A word of warning. Remember that when you change the aperture you are also changing the exposure. If you are shooting in low light, it might not always be the best idea to open your aperture right up. It will be harder to focus and you may end up with not enough of your subject being sharp.
Aim for a balance. You do not want everything in perfect focus, but also want enough of your subject in focus to achieve a clear image of your subject.
Posing and interacting with your subject
Alright, now you are ready to get your live subject and place them in front of your camera.
So, what do you do with them? Will they just know what to do? How much do you direct and control their pose?
There is no easy answer here. But, when you are starting out the best advice is to keep it simple.
First, one last check. Make sure you cast your eyes over every aspect of your subject.
Watch out for clothing sitting wrongly, buttons undone, hair sticking up, and jewelry hanging off center or flipping over. And, for guys make sure there is no mobile phone in the jeans.
If your subject has some modeling experience, great. Let them do what they know. Mostly this won’t be the case though. So, they will look to you for some guidance.
Make it relaxed. Ask them to shift their weight more to one leg. Put a hand in a pocket. Seated is also a good option.
You will often get a stronger image when the subject’s shoulders are straight on to the camera. Angling the body makes people look smaller and can be harder to get right.
Additionally, have your subject turn their head in a slightly different direction from their body. It can add interest and make the composition more dynamic.
For a tight crop, facing forward and looking directly to the camera can be a strong option too. The look will be more composed than natural though, so it is not always the right choice.
You will find that people more naturally drop into a comfortable natural pose when they first move into a position. As opposed to having a carefully controlled pose that you have been perfecting for ten minutes.
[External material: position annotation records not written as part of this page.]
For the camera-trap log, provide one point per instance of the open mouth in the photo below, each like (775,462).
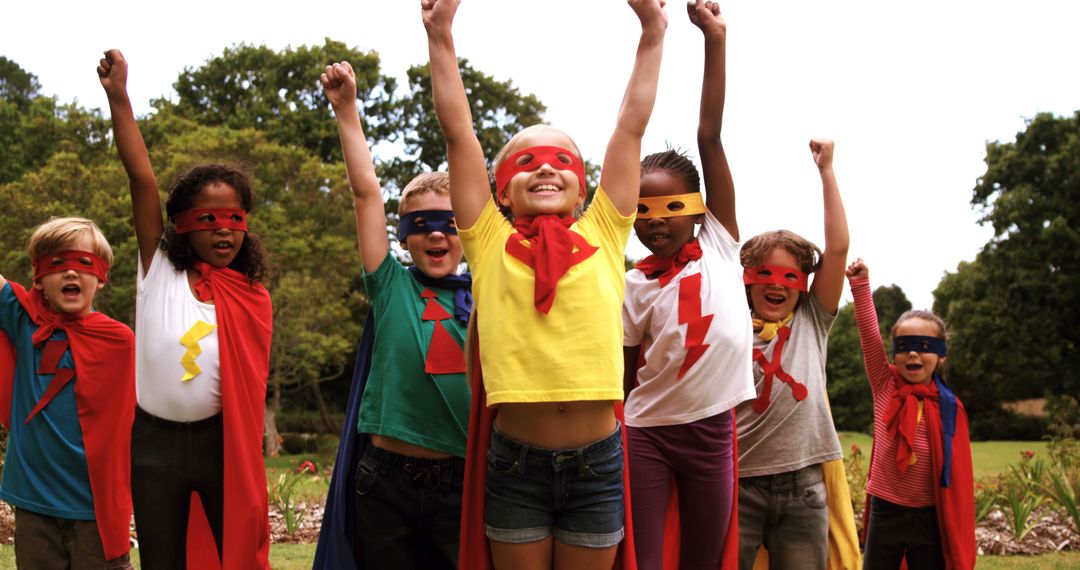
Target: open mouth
(544,189)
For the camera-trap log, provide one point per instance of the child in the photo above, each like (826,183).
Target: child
(68,395)
(685,310)
(203,321)
(549,290)
(919,492)
(415,407)
(787,442)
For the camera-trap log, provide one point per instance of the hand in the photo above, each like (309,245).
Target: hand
(858,270)
(339,84)
(650,13)
(112,72)
(822,151)
(439,15)
(706,16)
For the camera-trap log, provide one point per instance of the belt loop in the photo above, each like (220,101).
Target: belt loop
(523,456)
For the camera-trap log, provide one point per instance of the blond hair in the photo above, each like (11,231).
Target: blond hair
(757,247)
(436,181)
(58,234)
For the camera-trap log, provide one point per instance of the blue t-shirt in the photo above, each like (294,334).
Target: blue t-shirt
(45,467)
(401,399)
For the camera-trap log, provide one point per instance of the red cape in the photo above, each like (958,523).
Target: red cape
(245,326)
(104,353)
(954,505)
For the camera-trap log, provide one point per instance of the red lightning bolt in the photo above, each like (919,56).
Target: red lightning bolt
(697,324)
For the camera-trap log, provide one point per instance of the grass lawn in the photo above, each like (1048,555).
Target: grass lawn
(987,458)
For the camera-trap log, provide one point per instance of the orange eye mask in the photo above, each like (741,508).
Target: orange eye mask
(557,158)
(775,275)
(197,219)
(671,206)
(61,261)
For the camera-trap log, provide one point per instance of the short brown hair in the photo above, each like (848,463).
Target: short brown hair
(757,247)
(436,181)
(57,234)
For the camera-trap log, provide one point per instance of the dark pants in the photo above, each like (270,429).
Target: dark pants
(698,456)
(42,541)
(898,532)
(408,511)
(170,461)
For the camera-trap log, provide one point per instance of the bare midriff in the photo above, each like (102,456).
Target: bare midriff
(556,424)
(405,448)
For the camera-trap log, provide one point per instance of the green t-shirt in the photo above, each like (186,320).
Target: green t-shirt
(401,399)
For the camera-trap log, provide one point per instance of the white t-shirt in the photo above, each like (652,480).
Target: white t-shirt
(723,376)
(165,310)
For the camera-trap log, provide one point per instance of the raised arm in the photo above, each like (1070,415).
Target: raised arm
(339,84)
(146,202)
(828,282)
(621,175)
(719,188)
(874,356)
(470,189)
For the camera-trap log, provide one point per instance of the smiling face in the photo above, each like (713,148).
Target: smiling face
(664,236)
(771,301)
(71,292)
(435,254)
(547,189)
(217,247)
(917,367)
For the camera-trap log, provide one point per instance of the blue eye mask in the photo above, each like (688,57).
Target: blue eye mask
(918,343)
(426,221)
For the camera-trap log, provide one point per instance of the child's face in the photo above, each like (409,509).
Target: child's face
(916,367)
(217,247)
(664,236)
(435,254)
(545,190)
(771,301)
(71,292)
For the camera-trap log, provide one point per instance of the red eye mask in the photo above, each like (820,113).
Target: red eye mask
(775,275)
(197,219)
(61,261)
(554,157)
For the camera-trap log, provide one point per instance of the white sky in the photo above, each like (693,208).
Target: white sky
(910,91)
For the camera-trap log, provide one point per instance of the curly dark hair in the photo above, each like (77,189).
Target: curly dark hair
(675,163)
(252,260)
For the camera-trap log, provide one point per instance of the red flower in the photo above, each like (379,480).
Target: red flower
(307,466)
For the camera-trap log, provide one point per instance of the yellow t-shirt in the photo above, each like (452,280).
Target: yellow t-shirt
(574,352)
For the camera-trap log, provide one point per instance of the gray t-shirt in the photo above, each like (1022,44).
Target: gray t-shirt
(790,434)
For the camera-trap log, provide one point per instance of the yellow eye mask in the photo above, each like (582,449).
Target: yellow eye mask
(671,206)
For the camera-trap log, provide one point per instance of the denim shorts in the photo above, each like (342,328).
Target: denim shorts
(575,494)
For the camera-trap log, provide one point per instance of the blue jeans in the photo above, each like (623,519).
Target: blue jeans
(575,494)
(787,514)
(408,510)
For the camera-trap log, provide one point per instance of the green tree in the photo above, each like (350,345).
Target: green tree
(278,93)
(1013,310)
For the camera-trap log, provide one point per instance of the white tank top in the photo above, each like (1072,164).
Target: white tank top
(177,368)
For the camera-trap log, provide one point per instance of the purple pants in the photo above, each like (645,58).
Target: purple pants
(699,456)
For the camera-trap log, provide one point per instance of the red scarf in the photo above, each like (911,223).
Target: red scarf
(954,505)
(902,417)
(665,268)
(245,326)
(104,353)
(551,253)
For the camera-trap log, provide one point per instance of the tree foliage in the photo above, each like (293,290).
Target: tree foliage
(849,391)
(1013,310)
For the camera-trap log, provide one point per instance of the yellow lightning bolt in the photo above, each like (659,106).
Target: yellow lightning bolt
(190,340)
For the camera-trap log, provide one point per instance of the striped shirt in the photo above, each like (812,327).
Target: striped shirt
(916,487)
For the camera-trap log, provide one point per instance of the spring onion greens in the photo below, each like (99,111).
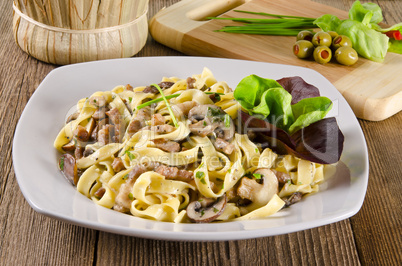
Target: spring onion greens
(167,104)
(281,25)
(170,97)
(157,100)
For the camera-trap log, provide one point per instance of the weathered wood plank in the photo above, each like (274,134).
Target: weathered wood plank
(26,237)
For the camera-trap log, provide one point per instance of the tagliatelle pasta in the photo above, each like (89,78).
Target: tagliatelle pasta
(179,160)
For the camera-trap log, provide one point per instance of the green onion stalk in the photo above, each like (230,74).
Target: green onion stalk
(282,25)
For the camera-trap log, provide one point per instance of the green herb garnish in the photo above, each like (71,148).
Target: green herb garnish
(61,163)
(281,25)
(257,176)
(227,120)
(211,92)
(130,155)
(199,174)
(167,105)
(157,100)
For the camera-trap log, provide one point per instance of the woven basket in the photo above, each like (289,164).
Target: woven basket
(61,32)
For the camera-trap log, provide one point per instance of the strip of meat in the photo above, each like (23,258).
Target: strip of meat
(223,146)
(158,119)
(167,145)
(81,133)
(201,128)
(99,114)
(117,164)
(183,108)
(123,200)
(162,85)
(134,126)
(104,135)
(163,129)
(114,116)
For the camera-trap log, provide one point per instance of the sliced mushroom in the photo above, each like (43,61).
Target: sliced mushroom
(167,145)
(69,146)
(72,117)
(200,212)
(158,119)
(223,146)
(199,112)
(118,164)
(97,101)
(182,109)
(68,167)
(295,197)
(282,177)
(259,194)
(163,129)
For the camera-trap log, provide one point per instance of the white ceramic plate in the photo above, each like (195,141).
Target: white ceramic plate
(49,193)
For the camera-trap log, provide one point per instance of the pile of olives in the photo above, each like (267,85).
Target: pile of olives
(321,45)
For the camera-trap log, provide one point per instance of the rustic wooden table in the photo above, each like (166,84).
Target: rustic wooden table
(372,236)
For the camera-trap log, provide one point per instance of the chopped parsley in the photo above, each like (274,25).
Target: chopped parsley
(227,120)
(61,163)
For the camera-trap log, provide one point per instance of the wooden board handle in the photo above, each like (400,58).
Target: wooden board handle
(170,24)
(213,8)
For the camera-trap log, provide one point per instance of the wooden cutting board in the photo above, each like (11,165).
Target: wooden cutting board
(373,90)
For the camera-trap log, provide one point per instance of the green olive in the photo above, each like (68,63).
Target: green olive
(305,35)
(322,54)
(303,49)
(341,41)
(322,38)
(346,56)
(333,34)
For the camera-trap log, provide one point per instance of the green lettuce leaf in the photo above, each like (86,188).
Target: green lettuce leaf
(328,22)
(367,42)
(359,12)
(309,111)
(395,46)
(251,88)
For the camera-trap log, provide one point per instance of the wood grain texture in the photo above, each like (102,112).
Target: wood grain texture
(371,99)
(371,237)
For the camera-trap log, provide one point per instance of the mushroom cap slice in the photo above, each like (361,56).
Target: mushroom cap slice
(259,194)
(199,214)
(68,167)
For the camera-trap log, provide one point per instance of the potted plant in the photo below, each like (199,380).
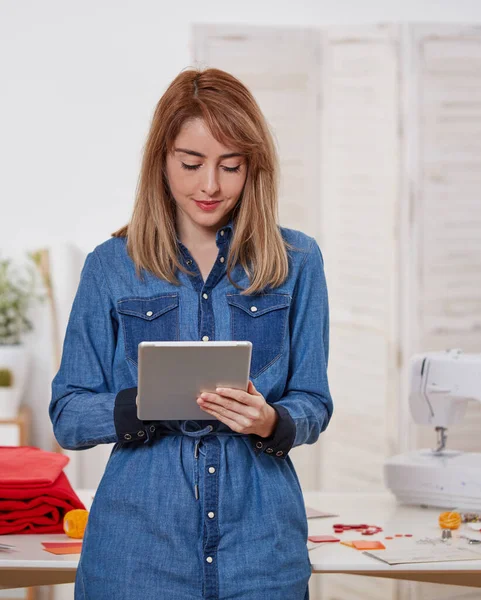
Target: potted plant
(16,297)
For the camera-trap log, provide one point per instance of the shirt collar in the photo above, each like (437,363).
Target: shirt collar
(222,235)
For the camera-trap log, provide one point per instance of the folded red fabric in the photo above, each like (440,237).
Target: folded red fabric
(35,493)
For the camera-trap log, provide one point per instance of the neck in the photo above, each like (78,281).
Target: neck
(195,236)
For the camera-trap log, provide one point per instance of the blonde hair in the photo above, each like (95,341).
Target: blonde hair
(233,117)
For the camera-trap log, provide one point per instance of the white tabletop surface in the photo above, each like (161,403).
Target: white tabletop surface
(381,510)
(374,509)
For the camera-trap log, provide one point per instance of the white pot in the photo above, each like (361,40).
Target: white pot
(9,403)
(16,358)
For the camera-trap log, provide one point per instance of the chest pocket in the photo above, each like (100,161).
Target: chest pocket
(263,321)
(148,320)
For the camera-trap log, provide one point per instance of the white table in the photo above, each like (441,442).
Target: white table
(31,565)
(383,510)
That can make people look very stiff.
A good trick is to have your subject stand up and sit down again. Or, walk into the frame and stop in the right spot. Then shoot, before they have time to think about controlling what they do too much.
It is immensely important to get some rapport going between you and your subject. Warm up them before you start shooting.
And, talk a little to your subject, as you shoot. Don’t get them to talk so much, but instead listen to you. Then you can shoot their facial reactions. Nothing too dramatic. They should relax, maybe smile as they listen.
Some people are a lot more comfortable in front of a camera than others. It won’t always be the same. Gaining experience working with different people will help you.
And, being comfortable and confident yourself goes a long way.
I hope this guide has given you some confidence to start taking portrait images. It can be incredibly rewarding and will also improve your photography overall.
It really is all about working with people and balancing the technical aspects. If you love people and love what you do, it will show. And, you will be able to create great images.
You never know, you might even get to make a career out of it.